【第6話】ギャル、再び本気を出す──でも口が回らない件


 このところ、俺の周りにはなぜか“告白未遂”の嵐が吹き荒れていた。


 生徒会長にプロポーズされ(かけ)、スポーツ少女にアンカーを頼まれ、お嬢様には詩を詠まれ、ツンデレには嫌いを量産される毎日。


 そんなカオスな日々の中、俺は今日も平穏無事な朝を──迎えられなかった。


「相沢っしょ、ちょっと放課後、来てくんない?」


 朝のホームルーム前。クラスで一番目立つギャル、三咲ひなたが俺の机に肘をついて笑っていた。


「え、どこに?」


「屋上。てか、行くって決定だから。断ったらマジ呪うし?」


「お、おう……」


 俺の返事を聞いて、ひなたは「よし」と軽くガッツポーズを決めた。


 放課後。指定された屋上に行くと、ひなたは制服のままフェンスにもたれて空を見上げていた。


「よっ、来たな」


「なんか、あのときと同じだな。放課後、教室、ふたりきり」


「屋上だけどな。でも、まあ似たようなもんっしょ」


 ひなたは深呼吸をひとつして、俺のほうを向いた。


「今日さ、ちゃんと、言おうと思ってさ。ずっと練習してたし」


 その目は、冗談じゃなくて、本気だった。


「……相沢真尋。あたし、アンタのこと──」


「っ……す、す……すし! 好きな、すしネタは?」


「えっ」


 自分で言って、ひなたは顔を両手で覆った。


「ちがっ! もう無理! 何で寿司出てきたし!」


 耳まで真っ赤にして、ひなたはその場にしゃがみこんだ。


「……あたし、ほんとダメだわ……」


 ひなたは膝を抱えて、ぷくっと頬を膨らませた。


「どんだけ練習しても、本番になると寿司しか出てこないのやばくない?」


「逆にすごいと思う」


「フォローになってないしぃ!」


 俺はしゃがみ込んだひなたの隣に腰を下ろした。


 さっきまでの冗談っぽい空気とは違って、ひなたの横顔はどこか真剣だった。


「……相沢ってさ、なんであの時、あたしが練習してたの、からかわなかったの?」


「ああ……あの時か」


 思い返す。放課後の教室。誰もいないと思ったのに、ひなたがひとりで「相沢真尋のことが……す……す……すだちサワーが好きです!」って言ってた時。

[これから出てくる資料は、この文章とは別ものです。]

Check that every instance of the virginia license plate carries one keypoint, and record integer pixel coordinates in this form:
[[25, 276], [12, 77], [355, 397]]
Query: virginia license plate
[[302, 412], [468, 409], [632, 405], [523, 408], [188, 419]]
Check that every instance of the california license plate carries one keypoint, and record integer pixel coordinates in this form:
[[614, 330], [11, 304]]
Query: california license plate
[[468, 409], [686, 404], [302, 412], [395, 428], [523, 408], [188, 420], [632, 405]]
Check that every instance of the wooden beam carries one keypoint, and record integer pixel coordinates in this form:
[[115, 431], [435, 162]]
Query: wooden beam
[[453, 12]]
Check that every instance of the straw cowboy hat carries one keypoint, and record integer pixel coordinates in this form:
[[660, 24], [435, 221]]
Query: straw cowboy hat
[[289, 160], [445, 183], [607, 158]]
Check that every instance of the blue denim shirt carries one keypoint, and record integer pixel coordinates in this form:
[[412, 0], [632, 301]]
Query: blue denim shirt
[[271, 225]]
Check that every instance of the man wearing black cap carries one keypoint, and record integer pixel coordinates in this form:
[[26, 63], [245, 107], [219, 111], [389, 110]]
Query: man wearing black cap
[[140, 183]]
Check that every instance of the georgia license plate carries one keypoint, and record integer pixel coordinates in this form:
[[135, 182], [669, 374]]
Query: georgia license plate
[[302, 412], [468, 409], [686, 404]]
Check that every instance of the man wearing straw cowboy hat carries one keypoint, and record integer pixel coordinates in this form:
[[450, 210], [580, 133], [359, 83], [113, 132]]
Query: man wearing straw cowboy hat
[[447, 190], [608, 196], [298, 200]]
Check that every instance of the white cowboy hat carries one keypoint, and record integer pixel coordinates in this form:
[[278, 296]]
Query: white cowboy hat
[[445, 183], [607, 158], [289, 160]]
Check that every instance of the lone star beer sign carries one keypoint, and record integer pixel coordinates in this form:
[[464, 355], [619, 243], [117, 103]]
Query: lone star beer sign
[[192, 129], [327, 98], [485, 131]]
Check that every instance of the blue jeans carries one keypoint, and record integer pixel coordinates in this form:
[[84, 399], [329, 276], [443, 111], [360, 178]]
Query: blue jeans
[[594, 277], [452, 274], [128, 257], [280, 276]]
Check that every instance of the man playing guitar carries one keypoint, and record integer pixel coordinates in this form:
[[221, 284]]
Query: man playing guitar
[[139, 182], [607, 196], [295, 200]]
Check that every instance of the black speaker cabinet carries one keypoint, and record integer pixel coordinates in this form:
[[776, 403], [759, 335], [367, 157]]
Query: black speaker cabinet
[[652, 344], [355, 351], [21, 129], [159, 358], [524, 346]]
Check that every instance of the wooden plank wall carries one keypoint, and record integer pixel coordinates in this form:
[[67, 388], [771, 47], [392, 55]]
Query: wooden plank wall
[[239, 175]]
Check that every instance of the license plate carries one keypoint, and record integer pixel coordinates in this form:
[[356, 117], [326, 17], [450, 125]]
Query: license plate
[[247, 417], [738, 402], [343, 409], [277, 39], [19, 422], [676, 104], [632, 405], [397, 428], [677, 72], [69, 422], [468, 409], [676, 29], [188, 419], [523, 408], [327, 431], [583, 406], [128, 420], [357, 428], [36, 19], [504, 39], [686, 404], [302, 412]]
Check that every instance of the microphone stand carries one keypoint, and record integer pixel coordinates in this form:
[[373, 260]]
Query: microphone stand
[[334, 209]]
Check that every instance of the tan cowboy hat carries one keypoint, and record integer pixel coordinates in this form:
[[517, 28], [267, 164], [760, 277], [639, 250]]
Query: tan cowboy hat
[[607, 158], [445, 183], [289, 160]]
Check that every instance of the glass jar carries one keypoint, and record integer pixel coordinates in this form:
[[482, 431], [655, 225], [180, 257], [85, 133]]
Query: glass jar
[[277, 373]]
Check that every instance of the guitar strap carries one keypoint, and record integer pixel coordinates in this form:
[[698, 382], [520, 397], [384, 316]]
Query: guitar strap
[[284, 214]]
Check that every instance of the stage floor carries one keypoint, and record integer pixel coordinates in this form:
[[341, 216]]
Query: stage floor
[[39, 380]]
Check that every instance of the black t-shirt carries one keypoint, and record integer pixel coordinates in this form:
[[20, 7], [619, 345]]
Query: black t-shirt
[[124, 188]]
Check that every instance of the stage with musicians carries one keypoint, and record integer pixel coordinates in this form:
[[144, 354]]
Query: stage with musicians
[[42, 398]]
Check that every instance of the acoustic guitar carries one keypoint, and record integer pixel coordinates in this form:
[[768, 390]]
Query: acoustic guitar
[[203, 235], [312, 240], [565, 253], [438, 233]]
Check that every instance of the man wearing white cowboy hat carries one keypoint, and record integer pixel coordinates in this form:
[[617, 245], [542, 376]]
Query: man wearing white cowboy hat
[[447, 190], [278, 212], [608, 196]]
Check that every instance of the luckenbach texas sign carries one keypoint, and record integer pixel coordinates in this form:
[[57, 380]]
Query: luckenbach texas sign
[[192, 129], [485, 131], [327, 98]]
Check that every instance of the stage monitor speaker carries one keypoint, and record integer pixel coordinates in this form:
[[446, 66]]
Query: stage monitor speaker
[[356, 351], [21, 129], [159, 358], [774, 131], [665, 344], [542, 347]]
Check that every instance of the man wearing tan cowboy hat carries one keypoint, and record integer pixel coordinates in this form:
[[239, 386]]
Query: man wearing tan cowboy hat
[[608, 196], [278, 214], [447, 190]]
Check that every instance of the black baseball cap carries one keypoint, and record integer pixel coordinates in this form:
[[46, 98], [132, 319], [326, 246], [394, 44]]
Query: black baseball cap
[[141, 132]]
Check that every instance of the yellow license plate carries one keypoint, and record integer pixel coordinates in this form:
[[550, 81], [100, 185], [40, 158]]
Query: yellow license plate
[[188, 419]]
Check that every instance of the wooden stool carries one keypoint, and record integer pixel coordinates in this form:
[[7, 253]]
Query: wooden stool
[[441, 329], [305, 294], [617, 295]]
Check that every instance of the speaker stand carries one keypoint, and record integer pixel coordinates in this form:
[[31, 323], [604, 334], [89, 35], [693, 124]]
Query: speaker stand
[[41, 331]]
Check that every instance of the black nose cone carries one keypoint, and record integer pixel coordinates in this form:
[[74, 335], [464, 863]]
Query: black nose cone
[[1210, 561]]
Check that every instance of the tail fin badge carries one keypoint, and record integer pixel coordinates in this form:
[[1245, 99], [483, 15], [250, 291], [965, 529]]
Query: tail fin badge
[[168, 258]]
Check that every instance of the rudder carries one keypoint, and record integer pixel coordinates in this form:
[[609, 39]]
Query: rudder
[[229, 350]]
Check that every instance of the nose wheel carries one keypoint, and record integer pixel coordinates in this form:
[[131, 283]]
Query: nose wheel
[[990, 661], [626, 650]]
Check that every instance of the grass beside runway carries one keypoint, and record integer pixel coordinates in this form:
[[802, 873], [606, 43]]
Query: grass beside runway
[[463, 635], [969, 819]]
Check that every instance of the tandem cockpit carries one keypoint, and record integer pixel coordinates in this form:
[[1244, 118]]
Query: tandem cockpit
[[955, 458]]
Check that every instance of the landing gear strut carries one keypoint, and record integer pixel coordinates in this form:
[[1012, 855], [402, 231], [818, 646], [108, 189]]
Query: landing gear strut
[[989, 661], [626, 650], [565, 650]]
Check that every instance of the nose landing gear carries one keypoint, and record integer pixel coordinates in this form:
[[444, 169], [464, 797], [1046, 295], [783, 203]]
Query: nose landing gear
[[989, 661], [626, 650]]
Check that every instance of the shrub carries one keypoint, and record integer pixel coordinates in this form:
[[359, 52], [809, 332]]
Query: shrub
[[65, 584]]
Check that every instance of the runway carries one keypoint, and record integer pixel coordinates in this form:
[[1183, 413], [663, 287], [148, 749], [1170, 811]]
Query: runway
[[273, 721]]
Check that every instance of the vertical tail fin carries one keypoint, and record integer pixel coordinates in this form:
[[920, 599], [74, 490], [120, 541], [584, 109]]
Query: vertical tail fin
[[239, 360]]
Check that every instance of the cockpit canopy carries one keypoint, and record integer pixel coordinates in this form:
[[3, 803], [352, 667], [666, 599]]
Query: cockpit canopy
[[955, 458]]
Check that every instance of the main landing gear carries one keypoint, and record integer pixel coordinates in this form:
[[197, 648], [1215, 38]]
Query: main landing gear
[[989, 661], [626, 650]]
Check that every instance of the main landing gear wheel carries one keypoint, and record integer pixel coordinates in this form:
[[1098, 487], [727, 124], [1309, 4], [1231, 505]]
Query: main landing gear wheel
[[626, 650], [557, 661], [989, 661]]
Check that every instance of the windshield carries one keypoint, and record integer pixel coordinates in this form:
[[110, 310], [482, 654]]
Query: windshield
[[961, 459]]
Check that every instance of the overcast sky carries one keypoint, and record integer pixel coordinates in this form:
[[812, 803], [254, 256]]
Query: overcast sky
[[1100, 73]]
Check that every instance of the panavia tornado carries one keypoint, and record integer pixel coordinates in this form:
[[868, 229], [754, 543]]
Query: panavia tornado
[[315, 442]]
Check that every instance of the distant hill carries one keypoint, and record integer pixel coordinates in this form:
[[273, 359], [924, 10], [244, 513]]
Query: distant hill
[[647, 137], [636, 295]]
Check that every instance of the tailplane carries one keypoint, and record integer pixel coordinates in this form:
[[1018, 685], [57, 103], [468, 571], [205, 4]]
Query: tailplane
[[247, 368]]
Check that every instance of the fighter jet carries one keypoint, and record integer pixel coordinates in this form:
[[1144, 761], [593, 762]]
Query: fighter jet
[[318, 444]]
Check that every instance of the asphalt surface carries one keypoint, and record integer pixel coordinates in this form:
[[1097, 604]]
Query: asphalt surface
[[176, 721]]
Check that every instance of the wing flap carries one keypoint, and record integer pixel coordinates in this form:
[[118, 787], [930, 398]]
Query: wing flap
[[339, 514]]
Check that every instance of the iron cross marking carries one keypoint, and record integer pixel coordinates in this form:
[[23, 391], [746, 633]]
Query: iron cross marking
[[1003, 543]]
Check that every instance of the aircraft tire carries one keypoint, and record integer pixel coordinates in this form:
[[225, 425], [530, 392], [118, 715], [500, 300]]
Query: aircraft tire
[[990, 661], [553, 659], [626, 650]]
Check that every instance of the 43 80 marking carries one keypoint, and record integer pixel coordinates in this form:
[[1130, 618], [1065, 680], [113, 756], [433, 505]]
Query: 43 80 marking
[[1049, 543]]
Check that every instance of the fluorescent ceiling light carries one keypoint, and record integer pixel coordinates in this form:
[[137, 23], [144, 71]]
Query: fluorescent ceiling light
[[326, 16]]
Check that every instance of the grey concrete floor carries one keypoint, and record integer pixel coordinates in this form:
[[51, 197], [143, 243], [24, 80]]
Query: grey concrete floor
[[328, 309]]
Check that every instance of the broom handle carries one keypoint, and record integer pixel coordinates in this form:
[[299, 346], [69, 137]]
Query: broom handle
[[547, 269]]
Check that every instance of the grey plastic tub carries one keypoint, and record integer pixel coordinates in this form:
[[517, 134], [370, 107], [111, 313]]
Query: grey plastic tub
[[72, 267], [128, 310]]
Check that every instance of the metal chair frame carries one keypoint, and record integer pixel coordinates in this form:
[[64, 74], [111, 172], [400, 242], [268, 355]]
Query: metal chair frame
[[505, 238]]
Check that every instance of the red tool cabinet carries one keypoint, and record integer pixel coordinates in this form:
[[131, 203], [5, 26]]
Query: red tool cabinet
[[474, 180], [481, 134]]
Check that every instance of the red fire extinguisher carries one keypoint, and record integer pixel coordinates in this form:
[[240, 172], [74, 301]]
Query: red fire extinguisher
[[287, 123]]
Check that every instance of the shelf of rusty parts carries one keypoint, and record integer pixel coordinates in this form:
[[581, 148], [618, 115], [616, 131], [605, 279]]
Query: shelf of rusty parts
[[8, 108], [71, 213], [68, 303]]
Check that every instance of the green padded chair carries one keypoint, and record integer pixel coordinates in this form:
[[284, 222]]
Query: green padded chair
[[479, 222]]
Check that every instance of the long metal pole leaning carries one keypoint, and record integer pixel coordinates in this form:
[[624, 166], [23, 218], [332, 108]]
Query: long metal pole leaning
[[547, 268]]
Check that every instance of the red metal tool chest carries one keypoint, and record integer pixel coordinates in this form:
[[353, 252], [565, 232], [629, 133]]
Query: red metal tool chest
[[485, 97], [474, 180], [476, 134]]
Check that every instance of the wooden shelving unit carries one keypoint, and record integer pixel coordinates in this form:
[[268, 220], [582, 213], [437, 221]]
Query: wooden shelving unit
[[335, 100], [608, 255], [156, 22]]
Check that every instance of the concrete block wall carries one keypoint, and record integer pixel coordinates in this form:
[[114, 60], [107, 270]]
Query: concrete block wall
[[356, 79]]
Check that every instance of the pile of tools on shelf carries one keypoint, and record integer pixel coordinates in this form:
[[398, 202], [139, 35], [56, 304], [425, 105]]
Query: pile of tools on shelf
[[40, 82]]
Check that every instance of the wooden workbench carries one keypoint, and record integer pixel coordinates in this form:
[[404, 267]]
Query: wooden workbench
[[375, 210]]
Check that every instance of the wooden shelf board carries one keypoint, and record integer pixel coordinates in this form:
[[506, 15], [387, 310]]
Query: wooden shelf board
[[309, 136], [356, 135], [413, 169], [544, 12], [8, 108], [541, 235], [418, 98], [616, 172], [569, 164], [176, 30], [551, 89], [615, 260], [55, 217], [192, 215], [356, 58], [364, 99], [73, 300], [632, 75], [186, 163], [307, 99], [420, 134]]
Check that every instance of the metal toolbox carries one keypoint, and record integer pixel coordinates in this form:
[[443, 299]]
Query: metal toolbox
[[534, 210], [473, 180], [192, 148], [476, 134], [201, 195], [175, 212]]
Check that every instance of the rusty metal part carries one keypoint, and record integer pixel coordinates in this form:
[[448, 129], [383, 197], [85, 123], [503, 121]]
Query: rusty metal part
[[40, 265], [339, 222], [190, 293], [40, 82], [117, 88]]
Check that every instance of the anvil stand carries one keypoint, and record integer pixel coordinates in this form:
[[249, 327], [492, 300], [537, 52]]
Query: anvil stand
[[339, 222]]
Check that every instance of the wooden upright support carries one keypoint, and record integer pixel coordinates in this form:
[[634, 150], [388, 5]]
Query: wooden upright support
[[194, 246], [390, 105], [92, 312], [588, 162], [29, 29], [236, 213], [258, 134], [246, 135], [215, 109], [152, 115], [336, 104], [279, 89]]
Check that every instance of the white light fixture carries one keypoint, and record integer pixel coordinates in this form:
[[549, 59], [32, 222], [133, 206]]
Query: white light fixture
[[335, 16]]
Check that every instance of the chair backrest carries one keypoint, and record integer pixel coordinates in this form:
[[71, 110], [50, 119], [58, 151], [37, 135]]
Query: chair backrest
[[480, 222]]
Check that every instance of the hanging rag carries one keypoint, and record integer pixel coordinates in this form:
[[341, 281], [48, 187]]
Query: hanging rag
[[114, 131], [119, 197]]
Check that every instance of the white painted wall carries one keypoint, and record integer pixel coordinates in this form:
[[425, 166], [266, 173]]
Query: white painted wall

「だって、からかう理由なかったし。ひなた、すごく一生懸命だったから」


「……そっか」


 ひなたの唇が、ほんの少しだけ、柔らかく緩んだ。


「そういうとこ、ズルいんだよね。優しいっていうか、なんか、期待させるっていうか……」


「え?」


「べっつに! 何でもないし!」


 慌てて立ち上がったひなたは、フェンスの方を向いて、顔を隠すように両手を広げた。


「ほんとは、ちゃんと言いたいんだよ。あたし、相沢のこと、マジで……」


 ──ゴオオオッ


 突然、強い風が吹き抜けて、ひなたの声をかき消した。


 あっけにとられて見上げた俺の前で、ひなたは肩を落とす。


「……風のタイミング、最悪なんだけど」


「ある意味、ひなたらしいかもな」


「むう。じゃあ、来週またリベンジするっしょ。次は屋上じゃなくて、屋内で」


「また寿司になったりして」


「ならんし! なったら、あんたにぎり寿司おごって!」


「……その時は、俺の好物、ちゃんと覚えといてな」


「え、ほんとに教えて? あたし、ちゃんとメモるし!」


 ひなたはスマホを取り出し、待ち構えていた。


「……サーモン」


「それ、ガチなやつ!?」


「ガチだよ」


「やば、かわいい。……え、ちがう! あたし今かわいいって言った!? やばっ!」


 赤面ギャルはそのまま走って逃げていった。俺はひとり屋上で、サーモンの寿司を思い浮かべながら、吹き抜ける風に微笑んだ。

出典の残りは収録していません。